Contam que uma tarde o deputado Tancredo Neves chegou ao aeroporto da Pampulha e encontrou lá, à espera de que preparassem seu avião particular, o banqueiro e também deputado Magalhães Pinto. Cumprimentaram-se como bons amigos, embora adversários, e Tancredo perguntou: “Está indo para onde, deputado?” “Para o Rio, deputado”, esclareceu Magalhães.

Daí a pouco chamaram Magalhães Pinto no hangar, pois seu avião estava pronto para decolar. Despediram-se alegremente e então Tancredo comentou com o assessor: “O Magalhães disse que ia para Rio só para eu pensar que ia para S. Paulo. Mas ele vai é para o Rio mesmo”.

Num lugar onde ocorrem diálogos e se tiram conclusões assim tão sutis e beckettianos, não é de estranhar que Aécio Neves tenha apostado na indicação do atual candidato do PSDB ao governo estadual, nada mais que o ex-quase-tudo Da Veiga. Aécio é tido como hábil raposa mineira formada na escola da família, que teve mestres como Tancredo e Tristão da Cunha. De modo que teria direito a qualquer contorcionismo, embora no caso se soubesse que o risco era quase um desafio à natureza.

E lá se foi Da Veiga naufragar conforme previsto. Mas agora se sabe, por conta de depoimentos saídos dos ninhos tucanos mineiros, que Aécio tentou foi um golpe de mestre. O núcleo do arranjo teria sido um acordo com o candidato petista Fernando Pimentel. Aécio lhe garantia um adversário não competitivo, e ele retribuiria com a neutralidade – atuando como petista, sim, ma non troppo. Tanto assim que a sigla PT sumiu das suas peças de propaganda, ficando só o número.

Além da neutralidade em 2014, Aécio teria o apoio do governador Pimentel em 2018, caso se confirmasse a hipótese provável de que agora a vez ainda seria de Dilma. E no fim, como Pimentel já estaria em dificuldades no PT, seria acolhido no PSDB, com grandes honras.
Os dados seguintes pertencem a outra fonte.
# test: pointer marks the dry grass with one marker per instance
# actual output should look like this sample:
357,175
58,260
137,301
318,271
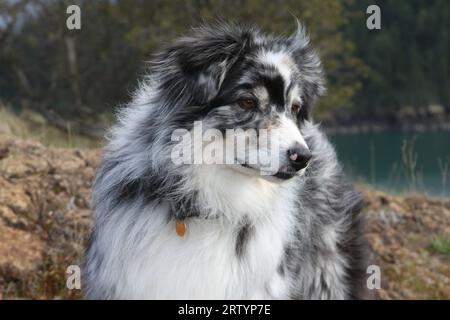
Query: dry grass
30,125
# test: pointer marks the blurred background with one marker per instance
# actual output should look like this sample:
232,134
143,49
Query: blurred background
387,111
388,101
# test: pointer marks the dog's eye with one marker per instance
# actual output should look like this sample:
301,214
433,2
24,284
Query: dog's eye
247,104
295,108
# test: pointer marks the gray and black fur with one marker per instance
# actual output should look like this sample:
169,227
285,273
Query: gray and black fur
316,248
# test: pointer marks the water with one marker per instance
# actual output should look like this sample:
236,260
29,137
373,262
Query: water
376,159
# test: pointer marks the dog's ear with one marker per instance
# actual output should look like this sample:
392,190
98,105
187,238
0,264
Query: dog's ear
309,65
201,61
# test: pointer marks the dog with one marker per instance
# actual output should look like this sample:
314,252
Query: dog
165,230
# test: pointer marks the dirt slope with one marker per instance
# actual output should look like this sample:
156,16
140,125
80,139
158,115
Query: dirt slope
45,219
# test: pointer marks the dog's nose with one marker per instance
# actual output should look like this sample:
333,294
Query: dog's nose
299,157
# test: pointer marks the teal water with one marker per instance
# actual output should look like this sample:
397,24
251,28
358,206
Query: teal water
377,159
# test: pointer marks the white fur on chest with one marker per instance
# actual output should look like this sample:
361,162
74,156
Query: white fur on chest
155,263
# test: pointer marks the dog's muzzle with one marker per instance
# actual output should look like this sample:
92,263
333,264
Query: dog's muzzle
298,159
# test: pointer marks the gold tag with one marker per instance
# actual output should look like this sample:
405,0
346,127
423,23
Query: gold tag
180,227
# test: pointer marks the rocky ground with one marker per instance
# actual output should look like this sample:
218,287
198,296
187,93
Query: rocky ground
45,219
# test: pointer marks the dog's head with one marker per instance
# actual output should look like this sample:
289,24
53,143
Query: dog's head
230,77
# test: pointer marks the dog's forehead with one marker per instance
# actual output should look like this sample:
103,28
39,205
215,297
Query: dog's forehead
273,75
277,61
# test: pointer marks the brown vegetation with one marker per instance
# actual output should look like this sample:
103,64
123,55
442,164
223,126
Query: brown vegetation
45,219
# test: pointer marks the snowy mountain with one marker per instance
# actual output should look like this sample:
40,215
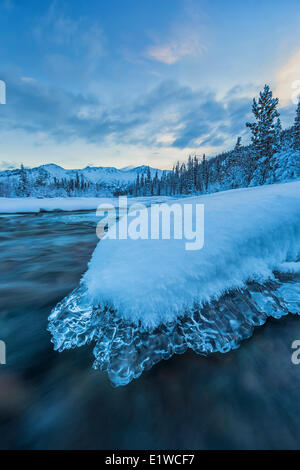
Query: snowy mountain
53,180
143,300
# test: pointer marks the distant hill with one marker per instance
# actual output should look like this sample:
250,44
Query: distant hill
52,180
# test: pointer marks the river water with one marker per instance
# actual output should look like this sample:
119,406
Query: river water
245,399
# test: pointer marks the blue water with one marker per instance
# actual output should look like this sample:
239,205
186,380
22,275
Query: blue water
246,398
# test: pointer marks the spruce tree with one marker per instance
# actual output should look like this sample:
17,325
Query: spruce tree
296,130
265,131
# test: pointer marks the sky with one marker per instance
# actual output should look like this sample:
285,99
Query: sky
139,82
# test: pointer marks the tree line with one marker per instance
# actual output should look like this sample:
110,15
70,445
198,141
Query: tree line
273,155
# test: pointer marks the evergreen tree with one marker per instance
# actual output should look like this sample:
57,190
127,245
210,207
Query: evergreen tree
265,131
296,129
23,187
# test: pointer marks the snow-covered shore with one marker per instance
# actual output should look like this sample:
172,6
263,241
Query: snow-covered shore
35,205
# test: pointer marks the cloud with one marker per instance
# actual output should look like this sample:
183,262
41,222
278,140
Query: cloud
288,81
75,46
28,79
170,115
175,49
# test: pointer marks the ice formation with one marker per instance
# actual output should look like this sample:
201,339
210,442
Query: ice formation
144,300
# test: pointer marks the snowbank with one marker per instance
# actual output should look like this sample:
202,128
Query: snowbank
249,233
27,205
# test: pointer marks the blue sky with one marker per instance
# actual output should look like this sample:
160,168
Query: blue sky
131,82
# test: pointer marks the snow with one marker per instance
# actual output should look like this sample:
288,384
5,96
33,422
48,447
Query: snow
24,205
249,233
27,205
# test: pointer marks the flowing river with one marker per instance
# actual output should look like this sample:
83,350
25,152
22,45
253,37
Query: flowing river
247,398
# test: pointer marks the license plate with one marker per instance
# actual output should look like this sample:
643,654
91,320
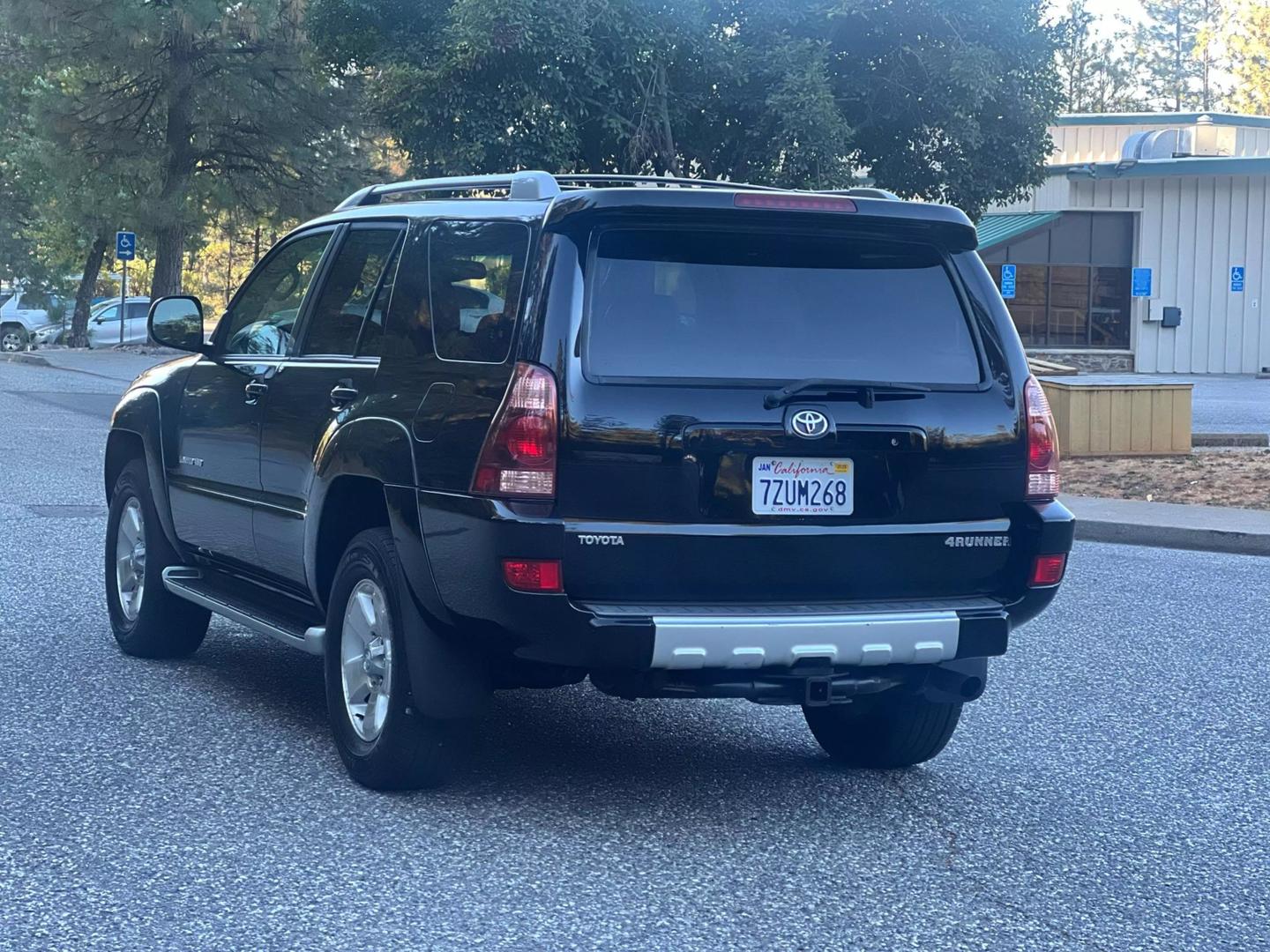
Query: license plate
791,487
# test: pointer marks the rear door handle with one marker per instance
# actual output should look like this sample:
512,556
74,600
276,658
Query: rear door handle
342,394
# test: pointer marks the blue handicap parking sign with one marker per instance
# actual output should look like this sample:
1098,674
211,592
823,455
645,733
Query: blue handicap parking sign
1007,280
124,245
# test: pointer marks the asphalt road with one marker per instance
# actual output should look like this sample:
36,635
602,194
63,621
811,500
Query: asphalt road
1109,792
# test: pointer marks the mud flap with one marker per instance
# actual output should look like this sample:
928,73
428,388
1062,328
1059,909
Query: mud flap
446,682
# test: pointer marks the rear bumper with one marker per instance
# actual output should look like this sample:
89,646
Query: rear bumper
467,539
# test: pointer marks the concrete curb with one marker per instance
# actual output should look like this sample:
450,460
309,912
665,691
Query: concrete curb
1229,439
1206,528
26,358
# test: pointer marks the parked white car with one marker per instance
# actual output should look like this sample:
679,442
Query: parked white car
103,325
20,312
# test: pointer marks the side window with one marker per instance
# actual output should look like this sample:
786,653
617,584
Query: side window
372,328
262,320
475,273
351,287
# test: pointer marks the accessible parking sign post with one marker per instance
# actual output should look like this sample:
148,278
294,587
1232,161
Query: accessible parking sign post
124,250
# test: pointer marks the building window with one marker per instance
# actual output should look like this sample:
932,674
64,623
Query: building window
1070,305
1071,280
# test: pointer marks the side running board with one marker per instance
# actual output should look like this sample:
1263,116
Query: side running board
216,591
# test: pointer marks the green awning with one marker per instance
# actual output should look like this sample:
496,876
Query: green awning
998,228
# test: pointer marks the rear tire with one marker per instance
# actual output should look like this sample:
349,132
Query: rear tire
147,620
884,732
383,738
13,338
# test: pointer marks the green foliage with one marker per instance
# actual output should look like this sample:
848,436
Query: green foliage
1177,54
155,113
1099,74
943,100
1246,38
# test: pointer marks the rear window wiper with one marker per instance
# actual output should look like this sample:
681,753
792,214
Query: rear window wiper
830,389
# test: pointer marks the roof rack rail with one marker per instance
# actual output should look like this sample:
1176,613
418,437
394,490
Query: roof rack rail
542,185
594,179
521,185
868,192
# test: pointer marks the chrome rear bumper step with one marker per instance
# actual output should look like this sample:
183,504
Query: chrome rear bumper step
761,640
195,585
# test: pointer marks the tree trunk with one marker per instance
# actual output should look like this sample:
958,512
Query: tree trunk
88,283
178,169
169,253
669,153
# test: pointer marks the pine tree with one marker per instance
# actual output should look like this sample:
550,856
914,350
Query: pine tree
1177,52
1246,37
197,98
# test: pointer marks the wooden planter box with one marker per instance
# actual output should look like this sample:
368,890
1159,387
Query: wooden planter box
1110,415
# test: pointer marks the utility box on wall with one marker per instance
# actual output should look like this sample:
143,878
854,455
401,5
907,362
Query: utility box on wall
1113,417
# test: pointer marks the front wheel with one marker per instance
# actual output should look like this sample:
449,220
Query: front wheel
383,739
13,338
146,619
884,732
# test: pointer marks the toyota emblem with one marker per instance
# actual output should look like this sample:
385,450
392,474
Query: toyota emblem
810,424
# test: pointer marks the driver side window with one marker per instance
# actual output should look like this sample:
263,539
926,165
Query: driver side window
263,317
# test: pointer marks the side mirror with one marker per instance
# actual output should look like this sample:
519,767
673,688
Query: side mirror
176,322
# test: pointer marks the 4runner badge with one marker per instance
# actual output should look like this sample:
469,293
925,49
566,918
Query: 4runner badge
601,539
977,541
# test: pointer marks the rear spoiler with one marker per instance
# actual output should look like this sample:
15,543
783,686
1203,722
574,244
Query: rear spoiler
944,225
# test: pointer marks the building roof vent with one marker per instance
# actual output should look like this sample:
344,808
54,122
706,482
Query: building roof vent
1161,144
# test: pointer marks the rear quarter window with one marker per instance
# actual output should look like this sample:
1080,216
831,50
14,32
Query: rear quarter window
773,306
475,271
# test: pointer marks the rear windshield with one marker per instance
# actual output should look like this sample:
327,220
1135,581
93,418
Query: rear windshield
764,306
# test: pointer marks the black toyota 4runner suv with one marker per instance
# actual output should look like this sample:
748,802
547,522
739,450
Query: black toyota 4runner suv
684,438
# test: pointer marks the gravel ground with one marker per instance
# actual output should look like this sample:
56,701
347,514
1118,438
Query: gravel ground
1237,479
1106,793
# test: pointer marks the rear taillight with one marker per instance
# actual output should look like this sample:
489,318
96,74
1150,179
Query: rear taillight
1047,571
1042,480
519,453
542,576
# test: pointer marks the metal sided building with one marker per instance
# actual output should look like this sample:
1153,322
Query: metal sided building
1146,248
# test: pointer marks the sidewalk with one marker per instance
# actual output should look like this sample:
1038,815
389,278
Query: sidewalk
122,366
1168,524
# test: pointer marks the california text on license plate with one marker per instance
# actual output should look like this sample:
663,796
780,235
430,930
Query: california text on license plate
794,487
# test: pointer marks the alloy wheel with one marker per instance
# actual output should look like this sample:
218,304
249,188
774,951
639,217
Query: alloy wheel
366,659
130,559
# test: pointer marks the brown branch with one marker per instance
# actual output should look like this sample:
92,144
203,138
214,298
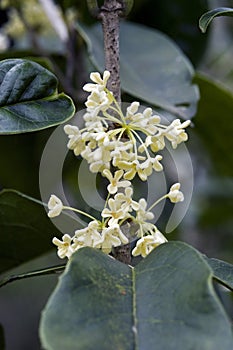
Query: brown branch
109,15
Tancredo, o avô, não faria melhor. Exceto por um pormenor: ninguém esperava que um certo Cessna caísse em Santos, atingindo em cheio o tabuleiro da sucessão. Com o quadro que parece enfim emplacar na vida real, Aécio perderá mal, sequer irá para o segundo turno, será derrotado em Minas, seu poste voltará aos pequenos afazeres privados que o ocupam em Goiás. E em 2018, Aécio Neves, mesmo jovem, será apenas o protagonista da maior derrota tucana em trinta anos. Ou seja, é possível que saia da história para cuidar da vida.

Golpe de mestre também sai pela culatra.